In the late 19th and early 20th centuries, the progressive movement grew increasingly critical of the original constitutional design. The progressives wanted to move power away from the democratically elected president and direct appointees into the hands of supposedly impartial, nonpolitical experts.Their moment came in the 1930s, when the crisis of the Great Depression led to demand for extraordinary measures. Congress created a slew of new executive agencies and made it impossible for the president to fire many of the officials who populated those agencies except for cause. And over the ensuing decades, as these agencies pushed the bounds of their own power, decision-making power accumulated with officials who were never constitutionally appointed.
Early progressives and contemporary defenders of the administrative state have defended removal protections for federal officials because they allow those officials to be “insulated from politics.” But put another way, this is ultimately an attempt to wrest the levers of government power away from the people. It’s incompatible with the Constitution’s promise of self-government, the beating heart of the American experiment. The people deserve the government they choose, whether it comports with the preferences of the “experts” or not.
There is value to having the executive branch staffed by experts with technical knowledge.
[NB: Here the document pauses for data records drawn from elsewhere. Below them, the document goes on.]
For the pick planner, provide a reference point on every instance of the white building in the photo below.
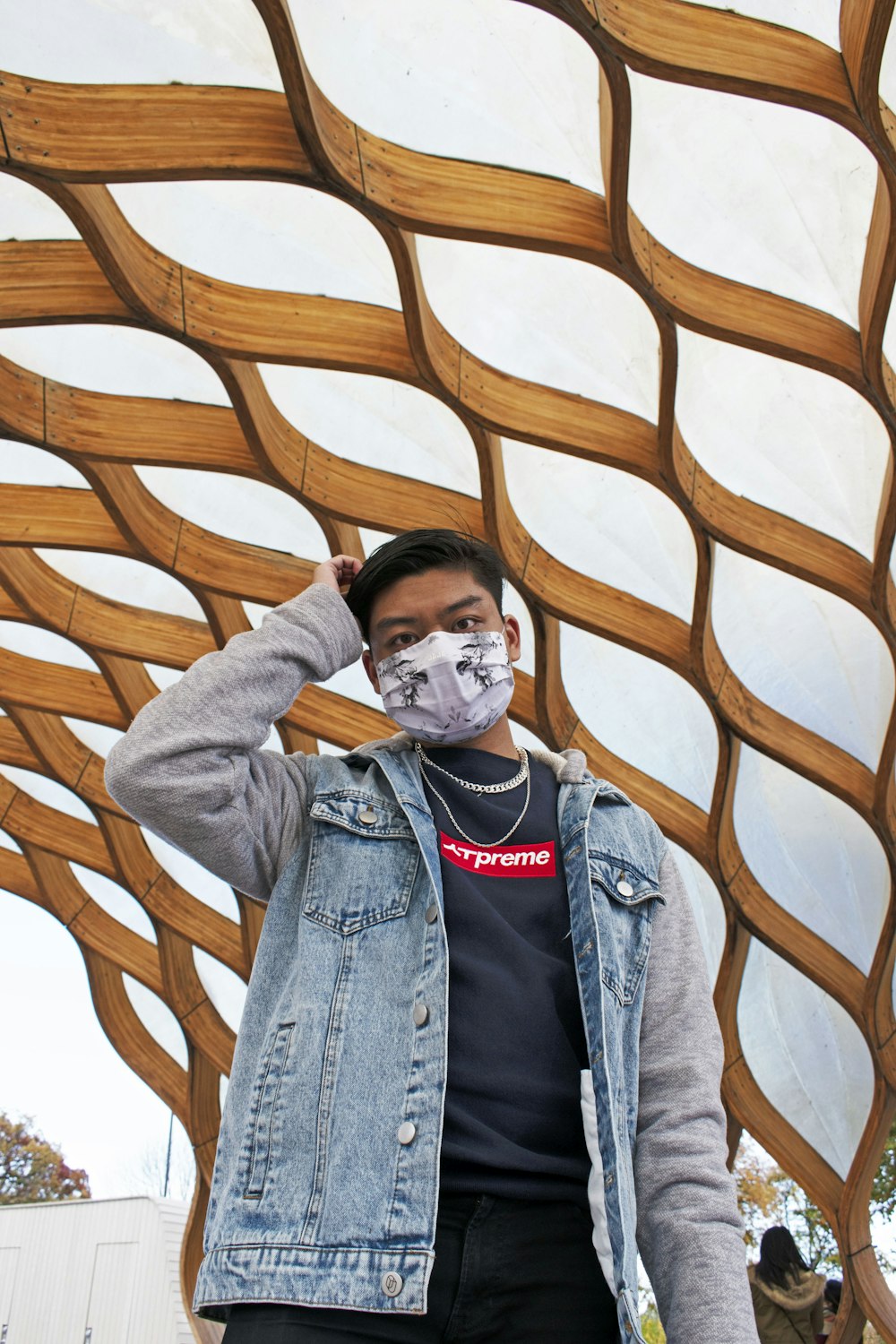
(93, 1271)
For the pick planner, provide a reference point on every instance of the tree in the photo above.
(767, 1195)
(32, 1169)
(883, 1193)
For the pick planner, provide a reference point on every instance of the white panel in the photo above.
(890, 332)
(115, 1274)
(813, 854)
(94, 736)
(163, 676)
(476, 80)
(371, 539)
(818, 18)
(514, 605)
(220, 42)
(708, 909)
(223, 986)
(548, 319)
(238, 508)
(255, 613)
(605, 523)
(46, 645)
(48, 792)
(158, 1019)
(785, 435)
(805, 1053)
(763, 194)
(193, 876)
(355, 683)
(124, 581)
(115, 900)
(29, 214)
(265, 234)
(21, 464)
(8, 1266)
(378, 422)
(807, 653)
(642, 712)
(120, 360)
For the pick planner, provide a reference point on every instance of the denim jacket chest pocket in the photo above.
(625, 902)
(363, 862)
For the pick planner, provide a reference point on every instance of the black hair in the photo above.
(780, 1261)
(416, 553)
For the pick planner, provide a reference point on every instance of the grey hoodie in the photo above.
(193, 769)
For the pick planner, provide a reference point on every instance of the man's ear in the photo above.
(370, 667)
(512, 637)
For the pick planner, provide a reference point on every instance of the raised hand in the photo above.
(338, 573)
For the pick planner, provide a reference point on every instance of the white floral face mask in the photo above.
(447, 687)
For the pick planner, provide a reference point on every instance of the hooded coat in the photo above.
(788, 1316)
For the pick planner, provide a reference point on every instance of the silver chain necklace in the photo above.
(479, 788)
(482, 844)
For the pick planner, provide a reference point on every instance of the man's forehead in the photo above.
(430, 593)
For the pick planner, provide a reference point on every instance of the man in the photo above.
(477, 986)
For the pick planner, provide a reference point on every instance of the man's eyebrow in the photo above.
(465, 601)
(392, 621)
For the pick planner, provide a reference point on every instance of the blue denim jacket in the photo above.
(314, 1196)
(314, 1190)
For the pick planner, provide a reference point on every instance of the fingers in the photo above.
(338, 572)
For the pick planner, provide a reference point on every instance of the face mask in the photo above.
(447, 687)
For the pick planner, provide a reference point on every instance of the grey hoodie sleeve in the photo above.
(689, 1230)
(191, 768)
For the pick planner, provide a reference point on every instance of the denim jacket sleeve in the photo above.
(191, 766)
(689, 1230)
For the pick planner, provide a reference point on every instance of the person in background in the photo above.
(786, 1295)
(371, 1182)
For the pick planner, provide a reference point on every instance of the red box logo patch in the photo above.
(503, 860)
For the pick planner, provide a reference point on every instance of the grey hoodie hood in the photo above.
(804, 1293)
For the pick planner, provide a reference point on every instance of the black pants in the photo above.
(506, 1271)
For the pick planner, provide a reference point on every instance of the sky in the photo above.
(58, 1066)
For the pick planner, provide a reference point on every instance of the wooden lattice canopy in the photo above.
(788, 843)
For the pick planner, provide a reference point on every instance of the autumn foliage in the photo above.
(31, 1169)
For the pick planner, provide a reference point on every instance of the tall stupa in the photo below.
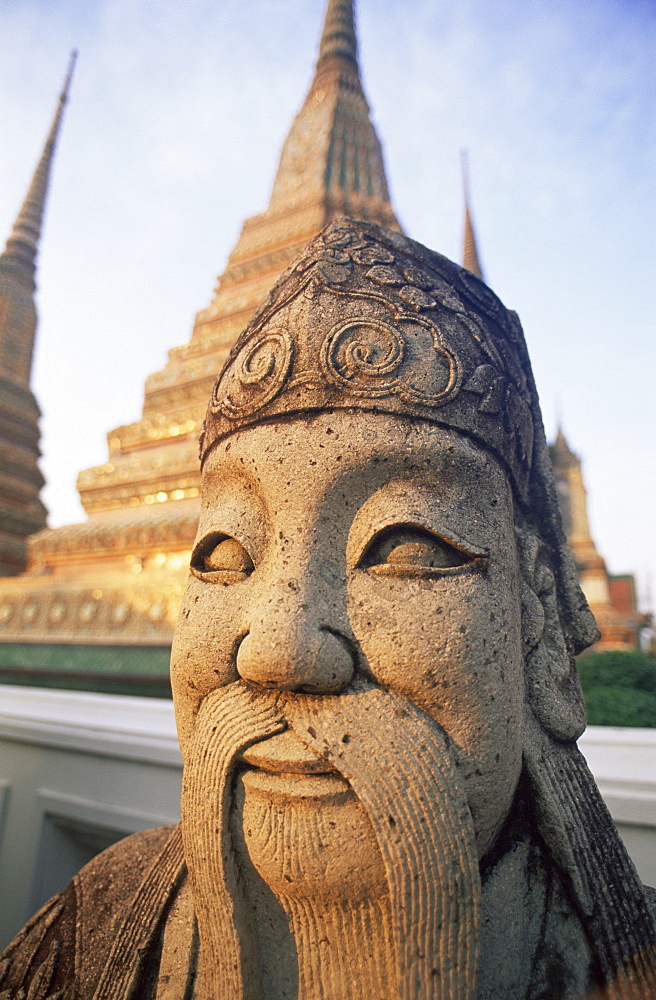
(21, 510)
(114, 583)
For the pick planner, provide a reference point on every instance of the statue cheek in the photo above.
(203, 655)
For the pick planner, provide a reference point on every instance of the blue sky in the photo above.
(176, 119)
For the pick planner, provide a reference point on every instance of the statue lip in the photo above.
(285, 753)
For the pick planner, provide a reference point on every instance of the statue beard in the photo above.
(368, 888)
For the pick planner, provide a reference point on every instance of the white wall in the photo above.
(78, 771)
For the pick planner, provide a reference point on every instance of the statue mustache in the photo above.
(400, 766)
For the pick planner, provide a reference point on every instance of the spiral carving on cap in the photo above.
(369, 357)
(257, 376)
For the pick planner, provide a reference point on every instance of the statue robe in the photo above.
(125, 929)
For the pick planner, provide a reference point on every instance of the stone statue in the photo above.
(374, 682)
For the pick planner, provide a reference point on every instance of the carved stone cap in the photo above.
(366, 318)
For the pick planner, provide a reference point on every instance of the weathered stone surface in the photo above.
(374, 681)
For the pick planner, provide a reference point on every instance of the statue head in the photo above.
(379, 631)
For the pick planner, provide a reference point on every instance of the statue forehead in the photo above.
(353, 455)
(363, 321)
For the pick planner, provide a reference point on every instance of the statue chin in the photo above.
(315, 886)
(309, 837)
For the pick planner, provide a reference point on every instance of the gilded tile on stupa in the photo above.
(118, 578)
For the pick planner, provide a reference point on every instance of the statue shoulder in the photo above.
(76, 942)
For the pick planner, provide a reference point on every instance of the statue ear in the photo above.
(553, 689)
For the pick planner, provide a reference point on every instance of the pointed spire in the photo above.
(470, 258)
(22, 246)
(332, 160)
(338, 39)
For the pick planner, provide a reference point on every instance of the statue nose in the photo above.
(296, 656)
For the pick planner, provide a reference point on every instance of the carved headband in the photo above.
(366, 318)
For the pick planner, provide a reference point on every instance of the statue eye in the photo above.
(221, 559)
(408, 551)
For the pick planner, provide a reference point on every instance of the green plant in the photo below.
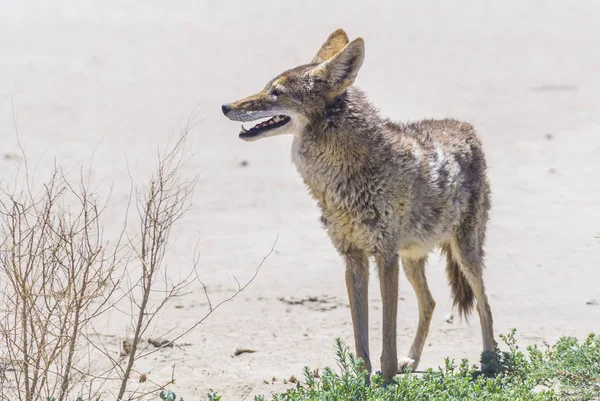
(568, 370)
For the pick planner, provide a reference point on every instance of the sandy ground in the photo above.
(113, 80)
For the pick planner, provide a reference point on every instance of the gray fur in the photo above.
(386, 190)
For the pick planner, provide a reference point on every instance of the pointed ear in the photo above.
(341, 70)
(334, 43)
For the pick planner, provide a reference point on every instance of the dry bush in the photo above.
(59, 277)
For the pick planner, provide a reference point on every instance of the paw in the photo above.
(407, 364)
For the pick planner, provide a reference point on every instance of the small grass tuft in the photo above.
(568, 370)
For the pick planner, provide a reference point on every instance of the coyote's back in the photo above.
(389, 190)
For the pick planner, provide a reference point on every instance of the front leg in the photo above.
(388, 279)
(357, 283)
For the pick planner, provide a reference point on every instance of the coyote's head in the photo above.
(298, 96)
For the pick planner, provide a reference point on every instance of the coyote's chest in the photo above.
(349, 212)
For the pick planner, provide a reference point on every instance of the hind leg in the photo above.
(415, 272)
(388, 281)
(467, 251)
(357, 284)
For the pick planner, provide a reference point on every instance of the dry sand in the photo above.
(114, 80)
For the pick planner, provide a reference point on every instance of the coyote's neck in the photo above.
(336, 148)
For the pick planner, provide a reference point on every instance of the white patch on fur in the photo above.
(416, 251)
(435, 165)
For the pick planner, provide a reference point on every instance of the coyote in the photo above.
(388, 190)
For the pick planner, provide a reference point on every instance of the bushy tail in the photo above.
(462, 293)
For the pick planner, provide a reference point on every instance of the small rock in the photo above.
(240, 351)
(160, 342)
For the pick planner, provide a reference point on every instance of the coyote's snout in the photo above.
(389, 190)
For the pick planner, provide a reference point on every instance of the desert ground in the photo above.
(104, 83)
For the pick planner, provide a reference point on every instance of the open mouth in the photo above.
(265, 125)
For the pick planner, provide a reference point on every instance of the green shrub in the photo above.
(568, 370)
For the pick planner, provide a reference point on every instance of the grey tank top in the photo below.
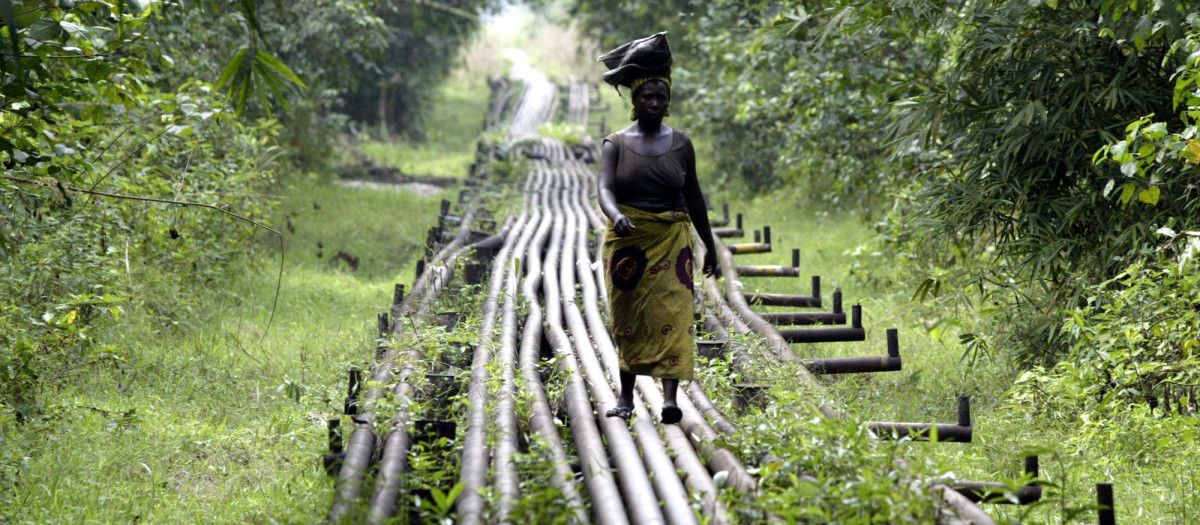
(651, 182)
But technical knowledge is only one part of the puzzle that is policymaking. Values also matter, and the ability to make tradeoffs among competing values is one of the most important parts of governing. Those tradeoffs must be made by the people’s representatives or, at the very least, officials who are directly accountable to them.
Unlike the intentional spread of removal protections, the plethora of federal officials who wield government power without being vetted by the Senate developed as much by default as by design. The New Deal and the Great Society vastly expanded the footprint of government interference in the lives of everyday Americans. All those rules and enforcement actions overwhelmed the capacity of officials who had been appointed by the president and confirmed by the Senate. Rather than appointing more of these officials, the executive branch devolved lots of power to employees who were never appointed in an accountable manner.
Regulatory overreach by officials who are not constitutionally appointed appears to be all too common. One Pacific Legal Foundation study found that 71% of rules issued by the Department of Health and Human services were unconstitutional because the officer signing them was never appointed by the president and confirmed by the Senate.